With the vaporizing glass ion trap in hand, IonQ continued with a demonstration of their new quantum computing scheme, which Chapman calls the industry's first "reconfigurable multicore quantum architecture", or RMQA. But don't look for too much parallel between field-programmable gate arrays and multicore CPUs.
In this demonstration, IonQ works like this: The trap holds four separate chains of 16 ions in a line. Each chain can be moved into position to be manipulated by the laser, changing its quantum state or entangling groups of ions so that their quantum states are linked.
"Each chain, by itself, is a quantum computer", Chapman said. In addition, the two chains can be joined together to form a core that allows the qubits to be entangled throughout the chain (the reconfiguration part) until finally all the qubits can be connected to perform large and complex quantum operations.
It's not perfect, of course.
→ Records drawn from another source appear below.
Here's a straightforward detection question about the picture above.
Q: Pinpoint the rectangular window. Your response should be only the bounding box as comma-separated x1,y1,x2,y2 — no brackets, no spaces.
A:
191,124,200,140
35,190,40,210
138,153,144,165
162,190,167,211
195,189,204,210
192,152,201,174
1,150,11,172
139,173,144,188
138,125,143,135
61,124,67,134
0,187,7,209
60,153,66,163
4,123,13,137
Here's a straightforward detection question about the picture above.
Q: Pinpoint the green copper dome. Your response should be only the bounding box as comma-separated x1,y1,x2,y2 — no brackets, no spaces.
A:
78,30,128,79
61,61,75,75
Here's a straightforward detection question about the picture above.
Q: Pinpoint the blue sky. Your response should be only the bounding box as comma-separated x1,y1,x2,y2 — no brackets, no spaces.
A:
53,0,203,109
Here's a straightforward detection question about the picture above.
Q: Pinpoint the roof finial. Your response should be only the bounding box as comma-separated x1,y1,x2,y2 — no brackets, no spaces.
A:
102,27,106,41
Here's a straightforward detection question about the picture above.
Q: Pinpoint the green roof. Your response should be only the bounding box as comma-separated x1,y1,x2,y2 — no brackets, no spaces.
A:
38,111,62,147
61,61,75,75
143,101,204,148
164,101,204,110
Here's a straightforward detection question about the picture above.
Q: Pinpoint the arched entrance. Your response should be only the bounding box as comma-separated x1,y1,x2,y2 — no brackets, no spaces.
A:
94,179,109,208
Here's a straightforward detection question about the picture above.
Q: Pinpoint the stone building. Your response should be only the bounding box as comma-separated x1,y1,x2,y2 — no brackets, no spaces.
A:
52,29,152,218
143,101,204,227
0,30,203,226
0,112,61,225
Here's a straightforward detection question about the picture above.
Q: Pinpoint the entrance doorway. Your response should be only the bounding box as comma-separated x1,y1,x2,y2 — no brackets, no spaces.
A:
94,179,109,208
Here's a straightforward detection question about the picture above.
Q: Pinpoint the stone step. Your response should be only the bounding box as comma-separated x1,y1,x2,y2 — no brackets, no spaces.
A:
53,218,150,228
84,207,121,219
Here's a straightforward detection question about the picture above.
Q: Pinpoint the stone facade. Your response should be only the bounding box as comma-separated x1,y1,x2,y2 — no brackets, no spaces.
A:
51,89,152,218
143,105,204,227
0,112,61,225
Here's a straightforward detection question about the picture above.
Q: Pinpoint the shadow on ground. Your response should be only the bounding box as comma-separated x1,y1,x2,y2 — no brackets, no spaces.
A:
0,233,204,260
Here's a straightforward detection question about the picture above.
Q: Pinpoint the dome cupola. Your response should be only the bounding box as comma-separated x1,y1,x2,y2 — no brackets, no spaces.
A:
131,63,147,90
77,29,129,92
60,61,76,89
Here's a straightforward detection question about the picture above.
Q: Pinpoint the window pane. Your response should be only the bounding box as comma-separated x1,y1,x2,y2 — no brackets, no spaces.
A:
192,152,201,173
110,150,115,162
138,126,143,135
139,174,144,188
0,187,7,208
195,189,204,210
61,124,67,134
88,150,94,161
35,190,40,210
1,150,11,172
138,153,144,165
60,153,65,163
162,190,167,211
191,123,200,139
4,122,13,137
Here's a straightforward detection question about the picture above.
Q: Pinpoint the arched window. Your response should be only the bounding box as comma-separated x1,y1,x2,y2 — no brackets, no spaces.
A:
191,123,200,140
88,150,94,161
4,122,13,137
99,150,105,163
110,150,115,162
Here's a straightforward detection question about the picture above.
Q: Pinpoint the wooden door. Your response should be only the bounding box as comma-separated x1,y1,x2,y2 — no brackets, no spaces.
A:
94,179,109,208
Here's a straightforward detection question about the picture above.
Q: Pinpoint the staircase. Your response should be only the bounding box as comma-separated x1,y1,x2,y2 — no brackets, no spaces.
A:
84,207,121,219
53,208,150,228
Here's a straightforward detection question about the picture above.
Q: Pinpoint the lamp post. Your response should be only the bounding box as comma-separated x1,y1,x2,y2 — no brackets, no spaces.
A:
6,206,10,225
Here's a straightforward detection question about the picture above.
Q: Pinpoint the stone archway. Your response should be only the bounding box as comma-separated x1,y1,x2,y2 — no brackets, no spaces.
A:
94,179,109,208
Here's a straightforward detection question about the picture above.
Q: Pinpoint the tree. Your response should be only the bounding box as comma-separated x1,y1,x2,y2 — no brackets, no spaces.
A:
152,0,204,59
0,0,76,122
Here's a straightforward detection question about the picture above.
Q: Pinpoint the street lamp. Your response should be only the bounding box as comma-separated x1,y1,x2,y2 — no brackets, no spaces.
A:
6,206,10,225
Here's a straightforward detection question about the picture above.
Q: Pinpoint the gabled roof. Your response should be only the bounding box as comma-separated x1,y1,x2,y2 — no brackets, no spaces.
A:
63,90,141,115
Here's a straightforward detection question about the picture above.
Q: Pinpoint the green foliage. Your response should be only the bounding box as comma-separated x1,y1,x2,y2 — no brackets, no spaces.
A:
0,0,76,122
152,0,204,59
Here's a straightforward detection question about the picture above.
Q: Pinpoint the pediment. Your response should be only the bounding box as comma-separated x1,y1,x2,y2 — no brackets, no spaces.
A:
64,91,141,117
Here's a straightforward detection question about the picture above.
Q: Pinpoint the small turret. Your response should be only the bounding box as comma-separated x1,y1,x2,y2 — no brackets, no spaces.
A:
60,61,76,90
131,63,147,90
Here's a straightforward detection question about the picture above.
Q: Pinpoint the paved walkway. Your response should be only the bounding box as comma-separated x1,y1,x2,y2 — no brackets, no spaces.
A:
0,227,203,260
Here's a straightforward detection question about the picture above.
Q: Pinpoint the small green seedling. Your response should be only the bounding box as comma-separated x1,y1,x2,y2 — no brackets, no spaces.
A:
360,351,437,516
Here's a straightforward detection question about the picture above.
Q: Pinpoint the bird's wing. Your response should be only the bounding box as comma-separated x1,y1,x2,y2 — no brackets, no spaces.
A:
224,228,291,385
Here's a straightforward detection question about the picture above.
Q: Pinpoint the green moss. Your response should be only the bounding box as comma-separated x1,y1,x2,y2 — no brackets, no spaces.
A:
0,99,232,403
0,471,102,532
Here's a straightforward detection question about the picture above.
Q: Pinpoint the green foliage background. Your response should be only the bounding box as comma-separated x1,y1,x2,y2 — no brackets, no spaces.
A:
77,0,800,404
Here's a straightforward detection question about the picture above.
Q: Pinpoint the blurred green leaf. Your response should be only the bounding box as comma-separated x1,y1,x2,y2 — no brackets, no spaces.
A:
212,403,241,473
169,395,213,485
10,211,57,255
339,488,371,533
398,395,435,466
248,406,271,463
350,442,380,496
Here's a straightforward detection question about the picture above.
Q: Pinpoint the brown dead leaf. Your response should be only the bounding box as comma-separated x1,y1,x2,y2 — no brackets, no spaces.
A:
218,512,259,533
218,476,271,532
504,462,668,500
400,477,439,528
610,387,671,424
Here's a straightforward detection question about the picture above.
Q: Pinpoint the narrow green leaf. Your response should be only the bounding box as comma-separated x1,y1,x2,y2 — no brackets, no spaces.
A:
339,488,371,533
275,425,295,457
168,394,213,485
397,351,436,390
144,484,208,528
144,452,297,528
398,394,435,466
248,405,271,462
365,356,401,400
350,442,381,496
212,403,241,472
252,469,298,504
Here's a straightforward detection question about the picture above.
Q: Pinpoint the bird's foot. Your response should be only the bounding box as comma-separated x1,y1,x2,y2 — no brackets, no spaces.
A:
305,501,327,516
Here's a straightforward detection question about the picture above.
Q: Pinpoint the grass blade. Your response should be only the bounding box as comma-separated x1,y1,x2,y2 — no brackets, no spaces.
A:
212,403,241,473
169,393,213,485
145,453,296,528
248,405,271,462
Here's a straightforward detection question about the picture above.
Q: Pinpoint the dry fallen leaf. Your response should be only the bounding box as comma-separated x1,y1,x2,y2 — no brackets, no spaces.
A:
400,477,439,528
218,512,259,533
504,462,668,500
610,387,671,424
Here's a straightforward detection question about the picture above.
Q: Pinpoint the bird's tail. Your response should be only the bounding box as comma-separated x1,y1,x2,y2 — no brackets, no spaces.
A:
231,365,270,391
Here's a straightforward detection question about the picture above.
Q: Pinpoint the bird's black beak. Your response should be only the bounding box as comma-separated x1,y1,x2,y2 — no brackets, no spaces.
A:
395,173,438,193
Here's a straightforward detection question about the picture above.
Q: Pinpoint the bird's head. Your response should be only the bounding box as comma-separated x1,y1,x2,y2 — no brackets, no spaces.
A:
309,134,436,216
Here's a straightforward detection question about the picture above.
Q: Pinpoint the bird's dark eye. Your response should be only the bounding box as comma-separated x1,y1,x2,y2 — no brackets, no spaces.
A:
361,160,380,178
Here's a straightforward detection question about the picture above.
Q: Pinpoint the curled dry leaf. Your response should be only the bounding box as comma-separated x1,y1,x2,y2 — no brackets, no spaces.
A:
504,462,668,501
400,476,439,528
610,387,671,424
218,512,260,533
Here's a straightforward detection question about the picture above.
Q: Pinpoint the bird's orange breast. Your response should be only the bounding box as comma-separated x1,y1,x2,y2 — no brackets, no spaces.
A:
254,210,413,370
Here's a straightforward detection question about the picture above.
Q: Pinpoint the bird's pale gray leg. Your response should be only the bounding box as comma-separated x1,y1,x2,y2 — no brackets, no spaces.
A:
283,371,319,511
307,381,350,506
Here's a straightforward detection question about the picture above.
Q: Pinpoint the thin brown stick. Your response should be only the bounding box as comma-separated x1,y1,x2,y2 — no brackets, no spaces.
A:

Of the 16 ions, the technology yields 12 qubits, Chapman explains. The other four are "coolant" ions that correct imperfections during ion transport.
So the latest demonstration of IonQ yields 48 qubits. But it's easily expanded by extending the trap. And, because this is quantum computing, a little expansion goes a long way, adding substantially more capability with each added qubit.
"The architecture allows you to easily expand to hundreds of qubits on a single chip", said Chapman.
The next big leap will come from photonic interconnects that IonQ is developing to connect qubits on one chip to another. "Once you do the attachment, distance doesn't matter anymore", says Chapman. "Whether it's multiple chains on a chip or chip to chip, everything acts as if it's one big quantum computer".